Later she found another card with the Christmas Rose on it.
This one also featured little elves, which reminded her of the tree fairies that come inside and mess around in Christmas trees, throwing ornaments to the floor and blowing out some of the lights.
Speaking of Auld Lang Syne, if you are Scottish she supposes heather is a seasonal bloom – at least it is on this card.
|No date, but based on the stamp, it’s British.|
She is not sure who thinks irises are a flower of the season.
|Sent in 1916, 100 years ago!|
But she definitely agrees that snowdrops can be seasonal.
|Sent in Michigan in 1908|
Though her snowdrops usually come up at the end of January or beginning of February, there are some fall blooming snowdrops that might bloom at Christmas time.
When a gardener collects vintage postcards, sometimes she buys one with no flowers at all on it.
|From Bessie to Ella, 1916|
This one reminded her of the story of the Christmas Cottontail, which someday she plans to publish as a book.
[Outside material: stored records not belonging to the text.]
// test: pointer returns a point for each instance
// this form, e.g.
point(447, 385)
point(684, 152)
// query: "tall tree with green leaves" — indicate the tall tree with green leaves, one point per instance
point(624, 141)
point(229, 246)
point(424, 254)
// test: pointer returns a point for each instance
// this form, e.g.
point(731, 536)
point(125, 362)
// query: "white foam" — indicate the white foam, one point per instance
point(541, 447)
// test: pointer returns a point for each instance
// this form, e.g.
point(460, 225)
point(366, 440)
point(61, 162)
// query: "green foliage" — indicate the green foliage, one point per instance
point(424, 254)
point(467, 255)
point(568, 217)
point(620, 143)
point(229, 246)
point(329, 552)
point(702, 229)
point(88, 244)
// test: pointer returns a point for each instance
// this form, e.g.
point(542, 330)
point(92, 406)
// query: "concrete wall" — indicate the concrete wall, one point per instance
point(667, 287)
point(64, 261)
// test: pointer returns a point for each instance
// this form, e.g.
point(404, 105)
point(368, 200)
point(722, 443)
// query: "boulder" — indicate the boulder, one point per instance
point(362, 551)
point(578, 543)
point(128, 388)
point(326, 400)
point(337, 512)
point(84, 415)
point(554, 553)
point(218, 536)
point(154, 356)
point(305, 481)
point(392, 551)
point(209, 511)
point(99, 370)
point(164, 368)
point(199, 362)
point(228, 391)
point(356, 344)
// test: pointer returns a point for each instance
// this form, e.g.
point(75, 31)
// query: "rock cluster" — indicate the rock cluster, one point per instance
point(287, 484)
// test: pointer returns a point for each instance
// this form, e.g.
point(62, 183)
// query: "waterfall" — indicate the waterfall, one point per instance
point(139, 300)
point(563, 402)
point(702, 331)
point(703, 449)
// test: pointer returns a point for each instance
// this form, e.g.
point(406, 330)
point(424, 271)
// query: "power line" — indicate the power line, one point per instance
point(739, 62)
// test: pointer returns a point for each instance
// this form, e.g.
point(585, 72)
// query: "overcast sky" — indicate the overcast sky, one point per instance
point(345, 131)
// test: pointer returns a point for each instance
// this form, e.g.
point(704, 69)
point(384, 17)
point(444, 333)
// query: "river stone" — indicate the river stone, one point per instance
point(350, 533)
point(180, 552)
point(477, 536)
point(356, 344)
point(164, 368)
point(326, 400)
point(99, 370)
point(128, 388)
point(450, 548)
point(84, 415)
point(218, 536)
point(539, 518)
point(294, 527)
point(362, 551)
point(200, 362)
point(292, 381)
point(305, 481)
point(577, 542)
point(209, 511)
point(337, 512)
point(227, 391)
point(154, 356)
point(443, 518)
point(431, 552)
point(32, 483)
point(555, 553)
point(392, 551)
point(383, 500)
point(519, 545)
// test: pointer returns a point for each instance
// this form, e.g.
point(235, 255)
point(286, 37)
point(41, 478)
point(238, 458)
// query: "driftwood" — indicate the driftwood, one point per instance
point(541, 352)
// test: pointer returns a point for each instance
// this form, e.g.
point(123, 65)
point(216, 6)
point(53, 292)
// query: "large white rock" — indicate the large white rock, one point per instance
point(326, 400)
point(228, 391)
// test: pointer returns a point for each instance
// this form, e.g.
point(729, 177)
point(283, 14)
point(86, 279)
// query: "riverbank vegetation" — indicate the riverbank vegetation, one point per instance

And finally, when a gardener collects vintage postcards, she can’t pass on this one.
No gardener could pass up a card with a sentiment related to gardening, even if it does feature the most common of Christmas flowers, the poinsettia.
And so the season begins…
*Most of the postcards in my small collection date from the 1900s through the 1920s. Not all of them relate to gardening and flowers. Check that. All of the ones I really like relate to gardening and flowers. Otherwise, why have them?
When I saw the rabbit one, I immediately thought of your rabbit statue on the patio.
Lisa at Greenbow says
This is an intriguing array of postcards. Nice collection.
I have a few also and display them at Christmas. This year I found some thanksgiving cards in an antique store in Christiansburg, VA. He had boxes and boxes of them, all carefully divided into categories. Fun to look at and read the sweet notes. And nice to sit and rest a few minutes while shopping.
Alyse Lansing says
These are lovely! I've collected postcards in the past too. Love that you have translated what someone thought so long ago, into what you can do now. Even just the concept of an idea…it is amazing how it fades and then grows again. Gardeners really are the best people–even ones who seem like ghosts, our commonalities connect us. They are not gone.
I love your last postcard: "In the garden of your heart
may Christmas plant
ease and peace…"
and the Christmas bunny.
and the Snowdrops with the sunset.
So beautiful! Someone I went to high school and college with collects vintage postcards and sells them on eBay. She will love this post.
Takeshi Kenshin says
Wow. So beautiful. Thanks for your sharing
Hoover Boo says
Those are so lovely. Times and cards have changed so much, but at least the love of flowers continues.